Farmer has written extensively about health and human rights, and about the role of social inequalities in the distribution and outcome of infectious diseases. He is the author of Pathologies of Power (University of California Press, 2003); Infections and Inequalities (University of California Press, 1998); The Uses of Haiti (Common Courage Press, 1994); and AIDS and Accusation (University of California Press, 1992). In addition, he is co-editor of Women, Poverty, and AIDS, (Common Courage Press, 1996) and of The Global Impact of Drug-Resistant Tuberculosis (Harvard Medical School and Open Society Institute, 1999).

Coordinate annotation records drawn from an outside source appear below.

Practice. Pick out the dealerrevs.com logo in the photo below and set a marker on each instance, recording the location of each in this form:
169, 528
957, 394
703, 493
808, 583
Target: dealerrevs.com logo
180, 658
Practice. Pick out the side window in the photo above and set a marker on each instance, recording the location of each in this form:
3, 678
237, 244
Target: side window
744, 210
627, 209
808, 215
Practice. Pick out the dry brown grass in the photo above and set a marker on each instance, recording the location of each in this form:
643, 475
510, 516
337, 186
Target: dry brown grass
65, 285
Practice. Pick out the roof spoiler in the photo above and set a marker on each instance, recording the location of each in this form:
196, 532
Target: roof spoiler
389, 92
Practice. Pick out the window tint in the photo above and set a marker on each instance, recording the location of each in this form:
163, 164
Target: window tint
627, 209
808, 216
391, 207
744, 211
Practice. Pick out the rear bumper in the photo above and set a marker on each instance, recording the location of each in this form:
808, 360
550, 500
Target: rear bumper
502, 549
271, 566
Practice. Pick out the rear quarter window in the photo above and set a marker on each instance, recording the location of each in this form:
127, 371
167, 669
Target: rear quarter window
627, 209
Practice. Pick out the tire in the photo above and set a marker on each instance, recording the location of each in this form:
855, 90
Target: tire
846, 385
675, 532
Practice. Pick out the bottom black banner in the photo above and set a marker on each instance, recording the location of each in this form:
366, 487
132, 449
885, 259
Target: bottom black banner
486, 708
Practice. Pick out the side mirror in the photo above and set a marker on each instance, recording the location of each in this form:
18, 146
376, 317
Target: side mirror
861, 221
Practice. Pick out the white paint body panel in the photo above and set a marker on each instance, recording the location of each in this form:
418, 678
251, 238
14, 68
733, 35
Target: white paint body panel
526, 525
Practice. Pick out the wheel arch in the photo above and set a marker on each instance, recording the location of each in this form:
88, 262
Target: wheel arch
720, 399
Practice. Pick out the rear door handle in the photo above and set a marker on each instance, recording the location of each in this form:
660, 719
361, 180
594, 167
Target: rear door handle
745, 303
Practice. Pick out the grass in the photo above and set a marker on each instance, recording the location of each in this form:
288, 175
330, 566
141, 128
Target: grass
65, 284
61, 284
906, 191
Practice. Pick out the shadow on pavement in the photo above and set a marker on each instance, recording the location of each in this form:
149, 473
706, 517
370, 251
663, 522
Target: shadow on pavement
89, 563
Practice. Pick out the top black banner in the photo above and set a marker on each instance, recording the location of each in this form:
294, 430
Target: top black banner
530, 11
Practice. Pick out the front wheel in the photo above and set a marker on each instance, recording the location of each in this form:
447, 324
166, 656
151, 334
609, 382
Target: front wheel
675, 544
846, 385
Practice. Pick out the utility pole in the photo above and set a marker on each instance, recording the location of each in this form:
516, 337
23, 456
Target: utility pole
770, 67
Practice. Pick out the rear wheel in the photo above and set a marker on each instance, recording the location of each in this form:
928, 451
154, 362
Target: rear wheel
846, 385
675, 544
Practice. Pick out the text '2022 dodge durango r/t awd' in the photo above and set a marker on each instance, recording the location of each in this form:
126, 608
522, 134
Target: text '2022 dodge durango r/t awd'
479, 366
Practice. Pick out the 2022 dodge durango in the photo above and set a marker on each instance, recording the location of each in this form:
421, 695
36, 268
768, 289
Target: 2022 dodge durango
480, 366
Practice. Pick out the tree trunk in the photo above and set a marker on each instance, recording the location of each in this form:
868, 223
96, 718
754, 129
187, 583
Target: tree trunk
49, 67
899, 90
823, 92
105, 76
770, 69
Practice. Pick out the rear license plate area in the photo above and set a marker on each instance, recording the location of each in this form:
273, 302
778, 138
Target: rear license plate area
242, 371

Farmer is the recipient of the Duke University Humanitarian Award, the Margaret Mead Award from the American Anthropological Association, the American Medical Association’s Outstanding International Physician (Nathan Davis) Award, and the Heinz Humanitarian Award. In 1993, he was awarded a John D. and Catherine T. MacArthur Foundation “genius award” in recognition of his work.
Farmer is the subject of Pulitzer Prize winner Tracy Kidder’s Mountains Beyond Mountains: The Quest of Dr. Paul Farmer, a Man Who Would Cure the World (Random House, 2003).
Farmer received his Bachelor’s degree from Duke University and his M.D. and Ph.D. from Harvard University.